The car was dark, but he saw the color fade from her face, saw her wince.

“I can’t have children,” she said. “You know that.”

The pain in her voice almost made him turn back. Almost. “Are you sure about that?”

She stared at him a long moment before answering.
He
waited for one of her ice walls to slide in place, but her
expression remained naked, bleeding. He could hear the edge to her breathing. And slowly, slowly, fire came back into her eyes.

“Do you enjoy being cruel?” she asked in a cracked voice.

“It’s a legitimate question. We had sex. If there’s any chance—”

“It was a mistake!” she surprised him by shouting. “It was one of those heat of the moment—”

He went coldly still. “Don’t.”

He didn’t know whether it was the edge to his voice or the fury he knew hardened his expression, but something dangerously close to fear flashed in her eyes. “Don’t what?”

“Don’t sit there and insinuate you didn’t know what you were doing. You wanted me every bit as much as I wanted you.”

For a moment he saw the same heat in her gaze, that glaze of passion that had haunted him for so long. But then, finally, at last, a Bethany ice wall slid into place, and she angled her chin. “That doesn’t make it right.”

He wasn’t going to let her do it. Wasn’t going to let her use the heat between them as a weapon against him. “Quit trying to make everything black or white,” he bit out. “It wasn’t premeditated. It just … happened. We were stranded. You needed someone, and I was there.”

A shadow crossed her face. “It was
wrong.”

It took effort, but somehow he resisted the urge to reach across the seat and put his mouth to hers, prove what she tried to deny.

Instead, he let an insolent smile curve his lips. “I thought it was pretty damn right.”

“Dylan—”

“But don’t worry, angel, when I think of that night…” which he tried not to “…I don’t see you naked or hear the way you cried out my name, I see the morning after, waking up alone in that big cold bed. I may be a slow learner, but sledgehammers like that usually do the trick.”

“Then there’s nothing left to say, is there?” she asked in a voice devoid of all emotion.

Because he wanted to crush her in his arms, he released the locks. “Go.”

She did. Without looking back, she pushed open the door and let in a blast of cold, then stepped into the night and vanished in the darkness.

Just like always.

* * *

B.B. King belted out the blues, but with only ten minutes until Shady’s called it a night, few remained to
listen. Two of the three pool tables stood deserted. Only one poor soul remained at the bar. The smoke was actually beginning to clear.

“You know this breaks every rule in the book,” Zito said, running a hand over his scruffy face.

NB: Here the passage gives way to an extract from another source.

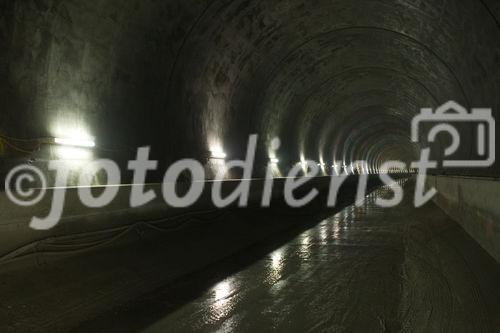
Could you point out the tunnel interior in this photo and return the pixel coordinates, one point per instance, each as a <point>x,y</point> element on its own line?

Dylan polished off his scotch and dropped the empty glass on top of a heart carved into the battered wood table. “Depends upon whose book you’re talking about.”

“Since when have I given a damn about any book but my own?”

That’s exactly what Dylan was counting on. After he’d followed Bethany to a hotel, he’d tried to go home and put her out of his mind, but quickly realized climbing Mount Hood blindfolded would be easier.

He needed to know what had gone down in that interrogation room. He knew Zito’s partner, knew the man’s knack for going for the jugular. And it had killed him to wait outside, to not know, to imagine. Had they broken her? Had they made her hurt?

“No one’s making you stay,” he reminded the detective.

Zito made a show of picking up his microbrew and drinking deeply of the local favorite, all the while his speculative, too-seeing gaze trained on Dylan. “Don’t tell me the champion of the underdog is standing by the woman who killed your cousin? Beauty doesn’t equate innocence, son.”